Program Diskusi Sambil Ngopi, Di Rumah Aja Kita Puslit Arkenas, yang digelar tiap bulan, mengangkat tema menarik dengan narasumber perempuan hebat arkeologi Indonesia, Titi Surti Nastiti, arkeolog senior dari Puslit Arkenas dan Marlyn Tolla, arkeolog Balai Arkeologi Papua, serta Ayu Tami, seorang aktivis perempuan, jurnalis sekaligus sastrawati berbakat.
Titi Surti Nastiti mungkin arkeolog wanita satu-satunya yang dimiliki oleh Pusat Penelitian Arkeologi Nasional, yang menguasai arkeologi klasik dan prasasti kuno. Sedangkan Marlyn Tolla, adalah arkeolog muda wanita yang kini sedang menyelesaikan Doktoralnya di Berlin, Jerman. Keduanya mendemonstrasikan pengetahuan arkeologi di bidang kepakarannya masing-masing. Didampingi oleh aktivis, jurnalis dan sastrawan kekinian yang cerdas dan kritis, seperti Ayu Utami, membuat diskusi itu berlangsung hangat dan mencerahkan.
Tema diskusi yang aktual bertajuk "Perempuan dalam Peradaban" mempertemukan cara pandang melihat peran dan emansipasi wanita dari budaya masa lampau dari dua arkeolog wanita dengan pemikiran kekinian dari sastrawati dan jurnalis wanita. Dan diikuti oleh banyak kalangan, menjadikan diskusi ini penting saya angkat reportasenya dalam forum terhomat, mencerdaskan dan mencerahkan seperti Kompasiana ini.
Puslit Arkenas, membuka sesi diskusi dengan Pengantar oleh Kepala Pusat Penelitian Arkeologi Nasional I Made Geria. Secara menggelitik ia, mengangkat isu yang menjadi headline berita kompas tentang fenomen Kawin Tangkap. Menurutnya fenomena ini, bisa menjadi isu yang dapat didiskusikan secara cerdas oleh para narasumber dan peserta. Made Geria, juga mengulik fenomena, kaum perempuan mulai menggeser maskulinitas dalam isu-isu politik, terutama dalam Pemilihan Kepala Daerah.
Katanya, kaum perempuan dalam beberapa pilkada wilayah, meningkat signifikan keikutsertaanya, dan ini menjadi berita baik untuk kita semua. Dalam pengantarnya, ia juga menjelaskan etimologi perempuan berasal dari Bahasa Melayu. "Mpu" yang memiliki arti tuan, mulia, atau mahir.

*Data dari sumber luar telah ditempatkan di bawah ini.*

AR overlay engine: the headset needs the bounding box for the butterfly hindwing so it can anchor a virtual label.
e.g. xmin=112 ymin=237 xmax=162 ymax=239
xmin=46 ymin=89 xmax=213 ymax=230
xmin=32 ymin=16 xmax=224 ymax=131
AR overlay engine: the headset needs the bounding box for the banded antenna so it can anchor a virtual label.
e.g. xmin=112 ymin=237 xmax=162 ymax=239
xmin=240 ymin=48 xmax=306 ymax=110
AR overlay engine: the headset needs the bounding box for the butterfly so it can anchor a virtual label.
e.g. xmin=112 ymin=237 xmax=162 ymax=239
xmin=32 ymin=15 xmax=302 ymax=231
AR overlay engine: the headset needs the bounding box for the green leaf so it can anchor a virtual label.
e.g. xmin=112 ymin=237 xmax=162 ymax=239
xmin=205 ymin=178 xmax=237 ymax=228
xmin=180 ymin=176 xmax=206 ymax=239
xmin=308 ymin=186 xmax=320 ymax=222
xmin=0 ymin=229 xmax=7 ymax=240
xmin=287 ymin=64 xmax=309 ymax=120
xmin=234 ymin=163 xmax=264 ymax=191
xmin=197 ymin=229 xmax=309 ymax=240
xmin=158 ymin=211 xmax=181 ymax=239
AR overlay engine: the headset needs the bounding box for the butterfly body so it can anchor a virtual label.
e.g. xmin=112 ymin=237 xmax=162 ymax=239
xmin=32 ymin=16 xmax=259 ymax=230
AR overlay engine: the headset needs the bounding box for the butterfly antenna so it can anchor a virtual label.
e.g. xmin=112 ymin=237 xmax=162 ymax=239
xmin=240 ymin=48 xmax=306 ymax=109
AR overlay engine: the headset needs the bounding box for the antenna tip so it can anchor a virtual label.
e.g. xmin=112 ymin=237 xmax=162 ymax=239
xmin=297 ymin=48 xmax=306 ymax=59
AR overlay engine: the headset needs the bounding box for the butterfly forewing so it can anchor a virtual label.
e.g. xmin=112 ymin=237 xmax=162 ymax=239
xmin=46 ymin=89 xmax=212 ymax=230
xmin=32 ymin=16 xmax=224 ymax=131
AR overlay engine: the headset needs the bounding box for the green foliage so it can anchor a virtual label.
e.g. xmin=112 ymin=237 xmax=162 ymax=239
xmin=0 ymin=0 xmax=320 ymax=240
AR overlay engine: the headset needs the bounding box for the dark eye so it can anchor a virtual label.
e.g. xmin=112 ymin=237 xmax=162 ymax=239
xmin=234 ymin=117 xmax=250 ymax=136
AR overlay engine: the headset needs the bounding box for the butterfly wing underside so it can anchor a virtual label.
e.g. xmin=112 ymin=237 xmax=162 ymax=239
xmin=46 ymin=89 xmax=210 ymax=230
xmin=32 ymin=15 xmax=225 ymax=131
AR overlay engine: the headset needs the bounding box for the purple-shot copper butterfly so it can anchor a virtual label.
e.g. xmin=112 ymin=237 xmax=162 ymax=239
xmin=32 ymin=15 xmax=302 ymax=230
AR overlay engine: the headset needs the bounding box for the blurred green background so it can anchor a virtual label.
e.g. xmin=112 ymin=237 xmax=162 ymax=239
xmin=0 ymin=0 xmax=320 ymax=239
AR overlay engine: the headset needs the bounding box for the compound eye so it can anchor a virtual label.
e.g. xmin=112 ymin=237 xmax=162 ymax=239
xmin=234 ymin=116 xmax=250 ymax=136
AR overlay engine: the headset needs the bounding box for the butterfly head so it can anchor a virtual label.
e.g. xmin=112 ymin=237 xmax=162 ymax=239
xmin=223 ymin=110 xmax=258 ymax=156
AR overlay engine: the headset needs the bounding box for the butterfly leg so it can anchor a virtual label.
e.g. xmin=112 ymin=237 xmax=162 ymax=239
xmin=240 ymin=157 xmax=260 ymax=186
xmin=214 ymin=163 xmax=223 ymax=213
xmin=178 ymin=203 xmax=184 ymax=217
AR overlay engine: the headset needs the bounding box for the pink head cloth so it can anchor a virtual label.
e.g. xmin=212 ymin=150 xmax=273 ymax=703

Per-empu-an dapat diartikan sebagai yang di-empu-kan, yakni makhluk yang dihormati dan dimuliakan. Sepanjang sejarah umat manusia, kehadiran perempuan selalu berjalan beriringan dengan laki-laki. Kehadirannya tidak hanya dikenali sebagai sosok berciri biologis yang berbeda dengan laki-laki, namun juga dikenali sebagai sosok yang memegang peran dan fungsi tertentu di dalam kehidupan.
Riwayat perjalanan perempuan Nusantara mengukir kisahnya tersendiri. Bukti-bukti arkeologis memperlihatkan eksistensi perempuan sejak masa prasejarah. Adanya pembagian tugas berdasarkan gender menunjukkan kemampuan perempuan mengemban tugas tertentu. Seiring perjalanan waktu, perempuan semakin memperlihatkan eksistensinya di tengah masyarakat.
Pada masa Jawa Kuno, kerap ditemui periode pemerintahan yang dipimpin oleh seorang perempuan. Meskipun terdapat pula sejarah kelam yang menyelimuti cerita perempuan Nusantara, namun berbagai kisah inspiratif perempuan di masa silam tidak boleh diabaikan.
Bagaimana dengan kini? Apakah perempuan Indonesia saat ini sudah mendapatkan kedudukan dan peran yang seharusnya di tengah masyarakat?
Perempuan Masa Jawa Kuno
Dr. Titi Surti Nastiti, mendemonstrasikan pengetahuan dari hasil kajian atas artefak-artefak kuno, prasasti=prasasti dan juga relief-relief di Candi Borobudur untuk menjelaskan keberadaan, peran dan hak emansipasi perempuan pada masyarakat Jawa kuno. Dalam bidang politik, menurut Nastiti, peran perempuan dalam masa jawa kuno dapat mengambil peran posisi yang tinggi, dari Kerajaan hingga ke desa.